Other Work as a Leader:
After the Gateway albums, Abercrombie changed his playing style and instrumentation, moving toward a more traditional format. He recorded Arcade, the Abercrombie Quartet, and M with pianist Richie Beirach, bassist George Mraz, and drummer Peter Donald. Abercrombie said of this quartet, "it was extremely important to have that group . . . it was my first opportunity to really be a leader and write consistently for the same group of musicians." During the mid-1970s and into the 1980s, he also contributed to ensembles led by DeJohnette and took part in a number of other sessions for ECM, occasionally doubling on electric mandolin. He also toured with guitarist Ralph Towner. During the mid-1980s, he continued to play standards with Mraz, and he played in a bop duo with guitarist John Scofield. Abercrombie began experimenting with a guitar synthesizer in 1984 while recording in a trio with Marc Johnson on bass and Peter Erskine on drums, also using the synthesizer while working in Paul Bley's free-jazz group in 1986. He continued to do so until around 1990. This trio released three albums during this time showcasing Abercrombie's synthesizer work: Getting There with Michael Brecker in 1987, Current Events in 1988, and John Abercrombie, Marc Johnson, & Peter Erkstine in 1989. The synthesizer allowed him to play, as he described it "louder, more open music."
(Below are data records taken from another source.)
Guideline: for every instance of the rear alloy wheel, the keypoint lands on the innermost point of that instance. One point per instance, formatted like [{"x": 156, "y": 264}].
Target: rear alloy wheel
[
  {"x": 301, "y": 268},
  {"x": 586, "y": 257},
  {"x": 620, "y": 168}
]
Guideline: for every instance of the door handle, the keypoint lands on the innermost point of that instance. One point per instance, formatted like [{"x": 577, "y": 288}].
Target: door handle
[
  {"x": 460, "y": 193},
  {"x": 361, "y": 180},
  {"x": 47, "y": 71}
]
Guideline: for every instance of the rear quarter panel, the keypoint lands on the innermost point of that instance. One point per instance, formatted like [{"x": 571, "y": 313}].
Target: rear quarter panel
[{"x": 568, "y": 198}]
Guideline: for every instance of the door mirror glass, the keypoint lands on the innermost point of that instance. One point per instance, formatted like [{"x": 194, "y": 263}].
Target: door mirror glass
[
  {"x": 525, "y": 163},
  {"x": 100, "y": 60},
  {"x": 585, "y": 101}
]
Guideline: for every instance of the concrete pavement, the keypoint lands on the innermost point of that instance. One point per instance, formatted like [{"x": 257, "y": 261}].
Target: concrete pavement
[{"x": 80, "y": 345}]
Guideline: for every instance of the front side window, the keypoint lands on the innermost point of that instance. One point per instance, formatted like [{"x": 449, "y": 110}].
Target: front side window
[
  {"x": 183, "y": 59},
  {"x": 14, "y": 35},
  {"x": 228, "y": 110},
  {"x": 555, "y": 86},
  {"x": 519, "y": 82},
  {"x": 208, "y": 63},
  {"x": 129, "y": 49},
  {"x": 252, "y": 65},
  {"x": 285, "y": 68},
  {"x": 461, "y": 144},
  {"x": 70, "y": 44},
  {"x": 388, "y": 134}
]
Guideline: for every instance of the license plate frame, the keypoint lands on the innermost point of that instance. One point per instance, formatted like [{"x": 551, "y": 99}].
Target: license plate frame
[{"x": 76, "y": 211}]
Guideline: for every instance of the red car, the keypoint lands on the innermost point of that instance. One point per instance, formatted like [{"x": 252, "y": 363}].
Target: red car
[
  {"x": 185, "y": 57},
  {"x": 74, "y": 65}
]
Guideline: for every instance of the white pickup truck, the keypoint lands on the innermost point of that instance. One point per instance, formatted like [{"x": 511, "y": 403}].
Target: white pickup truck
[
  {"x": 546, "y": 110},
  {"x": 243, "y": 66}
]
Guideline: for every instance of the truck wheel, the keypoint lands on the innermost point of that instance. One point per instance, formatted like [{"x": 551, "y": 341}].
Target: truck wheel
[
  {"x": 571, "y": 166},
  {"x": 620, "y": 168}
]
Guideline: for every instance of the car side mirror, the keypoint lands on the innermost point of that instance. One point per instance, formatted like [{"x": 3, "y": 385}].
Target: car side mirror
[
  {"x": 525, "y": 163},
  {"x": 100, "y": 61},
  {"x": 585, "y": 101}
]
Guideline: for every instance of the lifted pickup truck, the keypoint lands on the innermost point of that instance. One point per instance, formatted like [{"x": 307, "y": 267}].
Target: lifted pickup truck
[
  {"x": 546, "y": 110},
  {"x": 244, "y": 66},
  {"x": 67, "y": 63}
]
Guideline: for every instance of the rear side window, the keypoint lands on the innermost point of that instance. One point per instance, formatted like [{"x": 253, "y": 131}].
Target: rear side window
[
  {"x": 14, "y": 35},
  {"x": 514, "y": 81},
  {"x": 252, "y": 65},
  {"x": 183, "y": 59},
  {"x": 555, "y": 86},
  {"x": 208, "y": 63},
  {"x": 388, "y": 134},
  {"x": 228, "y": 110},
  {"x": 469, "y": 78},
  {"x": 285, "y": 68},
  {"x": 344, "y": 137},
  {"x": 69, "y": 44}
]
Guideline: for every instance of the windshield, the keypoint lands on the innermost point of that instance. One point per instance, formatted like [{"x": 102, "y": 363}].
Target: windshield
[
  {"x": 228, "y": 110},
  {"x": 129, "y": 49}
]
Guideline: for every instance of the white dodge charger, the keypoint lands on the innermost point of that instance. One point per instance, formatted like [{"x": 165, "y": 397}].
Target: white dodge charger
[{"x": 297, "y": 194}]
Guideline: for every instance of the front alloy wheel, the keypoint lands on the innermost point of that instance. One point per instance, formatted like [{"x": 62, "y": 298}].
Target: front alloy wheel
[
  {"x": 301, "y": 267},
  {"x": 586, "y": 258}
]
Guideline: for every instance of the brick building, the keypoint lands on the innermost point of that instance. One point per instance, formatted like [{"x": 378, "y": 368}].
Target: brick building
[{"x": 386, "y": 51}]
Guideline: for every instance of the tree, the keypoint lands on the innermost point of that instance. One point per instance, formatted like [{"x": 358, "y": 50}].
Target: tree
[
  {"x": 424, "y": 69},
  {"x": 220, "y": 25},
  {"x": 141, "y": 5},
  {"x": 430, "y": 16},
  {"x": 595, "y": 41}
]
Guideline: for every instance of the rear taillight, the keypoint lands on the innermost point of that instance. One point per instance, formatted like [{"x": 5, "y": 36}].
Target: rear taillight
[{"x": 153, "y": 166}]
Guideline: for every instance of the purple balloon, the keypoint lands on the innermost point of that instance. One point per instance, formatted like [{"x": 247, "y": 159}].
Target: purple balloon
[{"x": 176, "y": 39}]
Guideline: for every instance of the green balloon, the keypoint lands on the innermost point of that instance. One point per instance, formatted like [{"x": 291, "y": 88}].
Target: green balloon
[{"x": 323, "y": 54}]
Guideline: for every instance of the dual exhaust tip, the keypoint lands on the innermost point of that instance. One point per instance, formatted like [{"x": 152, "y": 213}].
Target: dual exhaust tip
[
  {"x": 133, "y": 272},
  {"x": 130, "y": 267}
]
The 1990s and 2000s marked a time of constantly changing associations. In 1992, Abercrombie, drummer Adam Nussbaum and Hammond organist Jeff Palmer made a free-jazz recording. He then started a trio with Nussbaum and organist Dan Wall. They released While We Were Young and Speak of the Devil in 1993, and Tactics' in 1997. Abercrombie also added trumpeter Kenny Wheeler, violinist Mark Feldman and saxophonist Joe Lovano to the trio to record Open Land in 1998. The Gateway band even reunited for a 1995 release, Homecoming. Throughout the 1990s and beyond, Abercrombie has worked with jazz musicians, such as with John Scofield for the 1993 release Solar. He has also had a partnership with guitarist, pianist and composer Ralph Towner.
Legacy and style:
John Abercrombie continues to tour and record heavily and remains strongly associated with ECM, with whom he has had a relationship for at least 40 years. His playing style is "spare" and "understated," and he has managed to continue to experiment and push the boundaries of jazz while retaining a firm grounding in jazz tradition. He also utilizes electronic effects and timbre changes to achieve an emotional effect. As he said in an interview, "I'd like people to perceive me as having a direct connection to the history of jazz guitar, while expanding some musical boundaries."